Ooops, the QTreeWidget should have its own “contextMeneEvent” so you wouldn’t have to check the position. In that method create the QMenu you want to open. The event is triggered when the user right clicks the widget.

Stev

I know if you have the position from a context menu event you can use itemAt(x, y).

Not sure if that’s the best way to do it, but it should work.

If my memory serves me correctly setting setContextMenuPolicy to the CustomContextMenu enum will enable right click menu’s for your widget.

self.listWidget.setContextMenuPolicy(QtCore.Qt.CustomContextMenu)

Then you’ll need to attach your signal --> slot

self.connect(self.listWidget, QtCore.SIGNAL(“customContextMenuRequested(QPoint)”), self.DisplayMyMenu)

How you display your menu will depend on how you’ve implemented it.
I think "customContextMenuRequested(QPoint) will return a relative screen QPos based on the listWidget’s parent.

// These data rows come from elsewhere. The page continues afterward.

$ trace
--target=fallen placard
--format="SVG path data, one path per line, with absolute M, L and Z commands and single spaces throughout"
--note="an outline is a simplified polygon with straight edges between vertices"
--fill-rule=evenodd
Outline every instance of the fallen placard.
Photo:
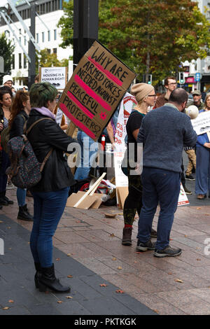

So you’ll need to convert it to screen space

Example DisplMyMenu implementation

def DisplayMyMenu(self, QPos_):
parentPos = self.mapToGlobal(QtCore.QPoint(0, 0))
p = parentPos + QPos
self.MyMenu.show()
self.MyMenu.move§

Another way to get the position is via QtGui.QCursor.pos()

this is an example menu implementation

self.MyMenu= QtGui.QMenu(“CustomMenu”)
templateInspect = self.TemplateMenu.addAction(“Inspect Current”)
templateInspect.setToolTip(“Inspect the current tab template”)
self.connect(templateInspect, QtCore.SIGNAL(“triggered()”), self._InspectCurrent)

Hope this helps.

I wrote a large AssetBrowser for our pipeline here. In Maya with no debugging (PyQt) and in 2009 (plus it was my 1st PyQT project). This not the best way to develop a large gui. (In Maya anyway). I had no end of fatal crashes and then having to comment out lines of code to narrow down the bug. I would recommend doing large projects in C++ and not PyQt. That way you have more of a chance to catch errors / bugs.